Jenn assuaged last night’s fretting about the implications of my nascent blogging career: namely, that I will have to maintain an active dating life and be, interminably, single. She assured me that I shouldn’t panic, that I can enter into a relationship and blog about that, get married and blog about that, etc etc.
I appreciate her wisdom. And I appreciate that it brings me quite conveniently to the next meta-blogging issue I wanted to raise: I have a hard enough time finding someone that I am attracted to who is also willing to date me, and now I have to find someone I am attracted to who is also willing to date me AND be blogged about while doing so??
I know we all like to think of our lives as somehow paralleling Sex and the City, and I will confess that at times I like to fancy myself a darker, less wispy and less rich Carrie Bradshaw. But the other issue on which the show gave little guidance–besides how, on a writer’s income, she could afford all those designer shoes along with a non-shoebox-sized Manhattan apartment–is this question of how she managed to write so freely about her love life without destroying it.
It seems all the more problematic for me since, as I’ve indicated, I tend to be drawn to men with a minimal online presence: men who, unlike me, have some sense of privacy. There might be a bit of self-loathing going on here: I cannot deny that I am an extreme oversharer, and yet it is not a quality I find attractive in others. In other words, all I want to do is write about my sex life, but I’m generally not inclined to sleep with people who would very much like their sex lives written about. (My Last Hiccup, aka MLH, was an exception: my dear, internet-and-relationship-savvy friend S had to talk me down from near panic when I Googled him and stumbled upon an actual blog in his name.)
But the real problem is that, despite my complete lack of regard for my own personal privacy, I do respect other people’s. Or at least, I want to respect other people’s: especially those I care about. But as any nonfiction writer knows, it is difficult to be honest–not to mention entertaining–about one’s own life while also being respectful of others’ experience. The closest thing I’ve heard to a solution for this dilemma is to advise potentially miffed family, friends or partners to “write their own book.”
Realistically, though, they probably won’t write their own book, or blog, or essay. (And again, if they did I likely wouldn’t want to date them). Emily Gould wrote elaborately, and provocatively, about this in the Times Magazine in 2008: about a whole cascade of events in her life that begin with being a blogger while in a serious relationship with someone who hated having his name published. The relationship didn’t work out.

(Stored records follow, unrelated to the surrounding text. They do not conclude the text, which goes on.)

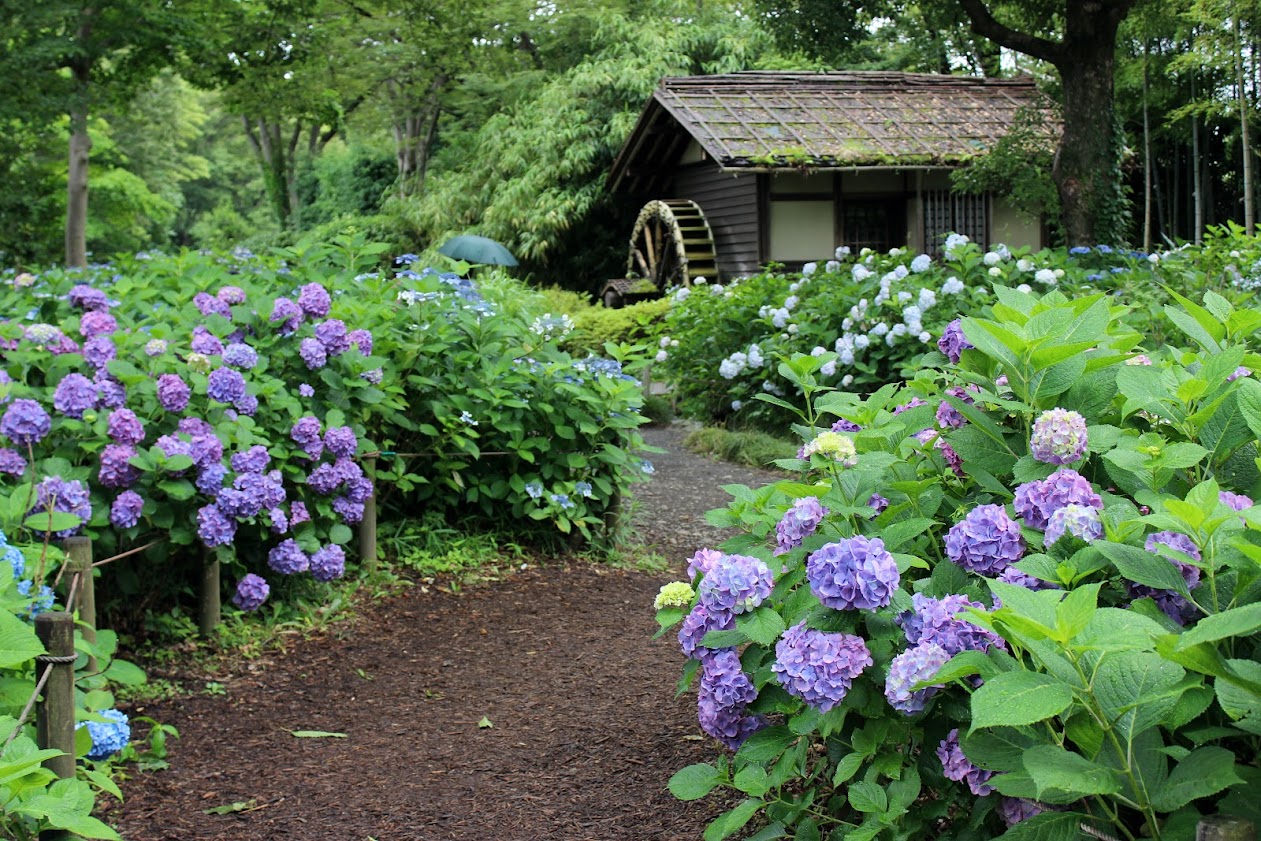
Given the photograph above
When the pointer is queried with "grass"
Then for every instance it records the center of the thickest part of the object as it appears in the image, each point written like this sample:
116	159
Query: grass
748	448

There are no easy answers to any of these questions. But maybe that superficial tidbit from Gould’s experience is important to keep in mind: maybe I need to take the attitude I took when I sent those brave emails, and realize that I can only enter a relationship as the person that I am, and with a person who is comfortable with that.
Perhaps, though, I do need to broaden my perception of what sort of person that might be.